1. Field of the Invention
The present invention is directed to an operating system for the implementation of surgical interventions, and to a method for monitoring and adjusting a laparoscope attached to a robot arm for the visualization of surgical interventions.
2. Description of the Prior Art
Minimally invasive surgery is gaining more and more significance as an alternative to an open surgical intervention. Such interventions are methods wherein operations are implemented with the smallest possible surgical wounds.
In specific fields of this minimally invasive surgery, for example in laparoscopic interventions wherein instruments are introduced into the abdominal region of the patient through small entry openings and are guided and operatively utilized therein by a surgeon, there is the necessity that the instruments be visualized on an external picture screen with a camera (laparoscope) additionally introduced into the abdominal region. For example, the operating technique is currently routinely utilized in the resection of the gallbladder. The surgeon thereby monitors the movement of the instruments only via the picture screen.
Conventionally, the camera is guided during the intervention by an operating (OP) assistant, who assists the surgeon. In addition to the need for additional personnel and the costs that are thereby incurred, the following problems arise due to the manual camera guidance:
The surgeon and the assistant guiding the camera must collaborate in the closest possible proximity and with the utmost degree of consultation during the operation. The assistant must often work predictively since he/she must not only acquire the current position of instruments but must also support the planned instrument guidance of the surgeon.
The camera guidance becomes imprecise and restless given flagging attention and fatigue on the part of the assistant, particularly given operating procedures that last a long time. Further, the instructions that the surgeon gives the camera-guiding OP assistant must be very precise. These instructions can sometimes be misinterpreted.
Moreover, camera guidance generally does not require any highly qualified training, so that many operating assistants are not enthusiastic about doing this type of assistance.
One approach for minimizing the described problems is the camera with instrument mounts. However, the need for follow-up of the camera by an OP assistant during the operation still is not eliminated.
The use of a robot with which the laparoscope is interactively controlled and moved by the surgeon is also known. Given this method, however, the surgeon must additionally concentrate on the control of the camera.
Another approach is disclosed by U.S. Pat. No. 5,820,545, “Method of Tracking a Surgical Instrument with a Mono or Stereo Laparoscope”. The surgical instruments introduced into the body are thereby provided with color-coded markings. These markings are detected by the camera introduced into the body, whereby the camera (laparoscope) is positioned with the assistance of a robot that the surgical instruments guided in the operation are also in the field of view of the camera. When, however, the distance of the surgical instruments from the introduced camera is also to be regulated by the robot, then the use of a stereo camera or of a stereo laparoscope is necessary, i.e. of a camera having two optical devices.

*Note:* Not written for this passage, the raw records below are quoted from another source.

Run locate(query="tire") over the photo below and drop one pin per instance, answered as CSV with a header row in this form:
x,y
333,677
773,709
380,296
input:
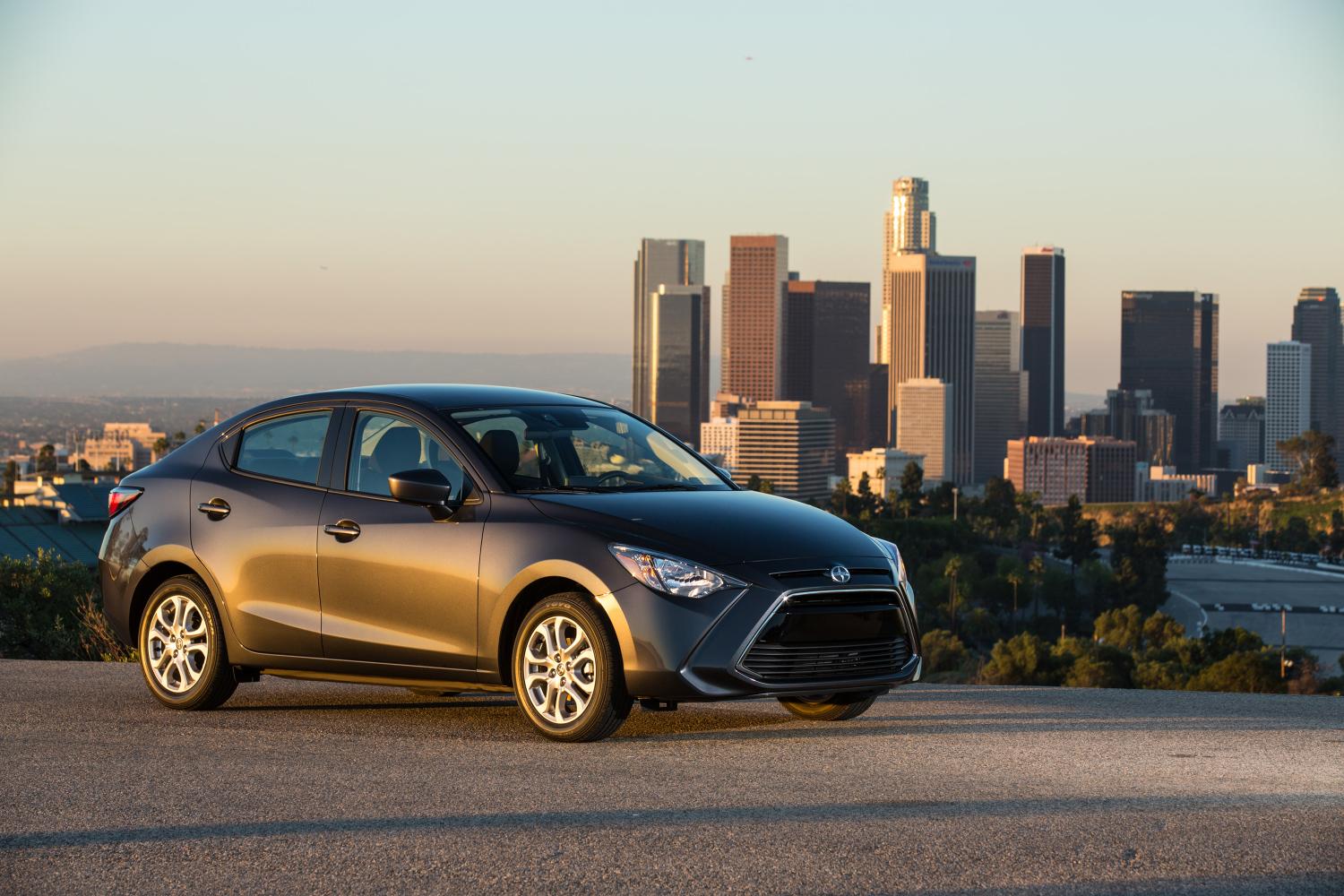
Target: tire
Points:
x,y
831,707
567,626
182,616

This method, however, has the disadvantage that the instruments must always be in the field of view of the camera for the follow-up of the camera since, otherwise, the camera loses the position of the instruments. Moreover, the follow-up of the camera can be deteriorated due to contamination of the color markings (for example, with blood).
PCT Application 97/29709, “Medical Procedures and Apparatus Using Intrabody Probes”, discloses a method and an apparatus wherein an instrument probe is guided through the body of a patient. The position of this instrument probe relative to another probe situated in the body of the patient is thereby determined, and the instrument probe is guided through the body based on the identified position relative to one another.
Cinquin, P. et al., “Computer Assisted Medical Interventions”, IEEE Engineering in Medicine and Biology, May/June 1995, pages 254 through 263, describes computer-assisted operative interventions making use of position and shape sensors.